As reported by FiercePharma here, the Supreme Court sided with biosimilar makers regarding the timing of notice to the innovator and agreed that the notice can be accomplished prior to FDA approval of the biosimilar application.  Early notice could provide biosimilar applicants up to a 180-day earlier launch, meaning (obviously) a potentially earlier market entry (should everything go in their favor). In addition, the Court addressed the issue of full access to the sponsor’s biosimilar application.

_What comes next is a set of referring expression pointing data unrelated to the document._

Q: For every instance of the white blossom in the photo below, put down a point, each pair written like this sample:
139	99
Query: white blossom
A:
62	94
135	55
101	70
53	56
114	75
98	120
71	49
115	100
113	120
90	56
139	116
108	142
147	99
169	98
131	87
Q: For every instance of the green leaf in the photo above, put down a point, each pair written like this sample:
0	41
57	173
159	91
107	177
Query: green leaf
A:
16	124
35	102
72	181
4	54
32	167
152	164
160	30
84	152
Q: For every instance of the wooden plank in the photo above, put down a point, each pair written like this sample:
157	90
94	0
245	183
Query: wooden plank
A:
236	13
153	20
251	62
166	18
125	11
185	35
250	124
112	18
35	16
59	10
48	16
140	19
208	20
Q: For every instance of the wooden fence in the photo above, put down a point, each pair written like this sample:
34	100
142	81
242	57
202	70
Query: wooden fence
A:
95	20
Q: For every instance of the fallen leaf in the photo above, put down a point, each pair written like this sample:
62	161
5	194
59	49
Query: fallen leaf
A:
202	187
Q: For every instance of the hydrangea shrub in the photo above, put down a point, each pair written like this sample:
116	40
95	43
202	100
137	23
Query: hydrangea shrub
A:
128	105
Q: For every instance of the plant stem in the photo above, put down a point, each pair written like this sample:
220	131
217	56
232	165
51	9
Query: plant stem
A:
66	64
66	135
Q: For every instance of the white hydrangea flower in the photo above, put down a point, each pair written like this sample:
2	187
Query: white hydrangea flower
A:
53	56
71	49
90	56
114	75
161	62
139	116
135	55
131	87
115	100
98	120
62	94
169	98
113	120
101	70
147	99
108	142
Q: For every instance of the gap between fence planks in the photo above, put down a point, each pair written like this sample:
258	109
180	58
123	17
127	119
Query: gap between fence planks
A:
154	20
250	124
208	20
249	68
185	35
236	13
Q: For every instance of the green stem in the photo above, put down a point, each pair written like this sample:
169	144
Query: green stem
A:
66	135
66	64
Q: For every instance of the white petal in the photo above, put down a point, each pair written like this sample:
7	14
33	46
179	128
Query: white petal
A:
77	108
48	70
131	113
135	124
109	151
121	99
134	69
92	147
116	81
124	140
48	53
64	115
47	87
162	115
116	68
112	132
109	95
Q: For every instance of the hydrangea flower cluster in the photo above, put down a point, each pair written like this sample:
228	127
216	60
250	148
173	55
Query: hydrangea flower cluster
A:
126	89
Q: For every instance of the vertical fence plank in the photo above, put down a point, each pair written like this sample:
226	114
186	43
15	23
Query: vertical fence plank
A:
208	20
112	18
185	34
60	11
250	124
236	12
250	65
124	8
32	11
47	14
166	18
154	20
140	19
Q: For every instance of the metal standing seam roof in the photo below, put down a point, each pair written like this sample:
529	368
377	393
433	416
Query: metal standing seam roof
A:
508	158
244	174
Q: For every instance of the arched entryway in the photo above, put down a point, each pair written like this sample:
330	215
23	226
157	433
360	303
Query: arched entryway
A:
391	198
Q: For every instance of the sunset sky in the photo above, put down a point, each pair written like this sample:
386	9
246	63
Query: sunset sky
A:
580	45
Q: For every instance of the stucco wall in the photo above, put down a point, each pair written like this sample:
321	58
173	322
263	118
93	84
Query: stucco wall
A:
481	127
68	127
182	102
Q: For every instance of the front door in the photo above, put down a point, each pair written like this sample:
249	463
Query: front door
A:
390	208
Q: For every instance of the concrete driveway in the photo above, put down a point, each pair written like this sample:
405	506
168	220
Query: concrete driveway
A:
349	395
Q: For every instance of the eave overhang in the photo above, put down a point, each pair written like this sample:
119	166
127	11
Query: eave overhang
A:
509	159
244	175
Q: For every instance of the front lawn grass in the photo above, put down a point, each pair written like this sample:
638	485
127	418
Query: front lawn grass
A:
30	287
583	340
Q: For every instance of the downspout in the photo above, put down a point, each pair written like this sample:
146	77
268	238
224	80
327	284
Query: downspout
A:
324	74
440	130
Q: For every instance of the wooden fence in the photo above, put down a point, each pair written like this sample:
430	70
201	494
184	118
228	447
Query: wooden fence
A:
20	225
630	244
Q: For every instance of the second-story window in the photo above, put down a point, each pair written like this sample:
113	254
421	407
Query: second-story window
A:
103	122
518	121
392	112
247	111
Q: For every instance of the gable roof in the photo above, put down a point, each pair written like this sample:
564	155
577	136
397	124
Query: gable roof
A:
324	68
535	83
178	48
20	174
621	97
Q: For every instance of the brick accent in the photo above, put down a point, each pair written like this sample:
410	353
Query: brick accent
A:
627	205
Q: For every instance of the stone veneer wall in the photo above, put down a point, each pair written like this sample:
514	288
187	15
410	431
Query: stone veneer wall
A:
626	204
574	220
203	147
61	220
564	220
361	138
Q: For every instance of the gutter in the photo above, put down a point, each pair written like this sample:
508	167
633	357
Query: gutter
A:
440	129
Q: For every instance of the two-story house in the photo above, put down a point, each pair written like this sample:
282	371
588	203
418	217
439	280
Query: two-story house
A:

Biosimilar approvals have not taken off as quickly as the industry or patients had hoped.  In addition, the question of interchangeability still looms over the biosimilar industry, even with FDA guidance on the books.  Uptake of biosimilars is slower than with most generic products that are granted an “A” therapeutic equivalence evaluation.  In addition, many practitioners and patients alike are not as quick to demand the biosimilar version, a phenomenon seen in the early days of Hatch-Waxman, as practitioners had to get used to the new game in town with generics.  Granted, with biosimilars, there may be more at risk, but so far we have not seen any evidence that there have been problems with the 4 approved products under the new biosimilars legislation.

While the Supreme Court’s ruling is good news for biosimilar manufacturers, we have recently seen some firms abandon their plans to pursue the biosimilar pathway.  Is it too costly? Is it too complex? Will the key be interchangeability? Is the naming issue a stumbling block? (see post here and here).  Only time will tell how this fledgling industry will grow.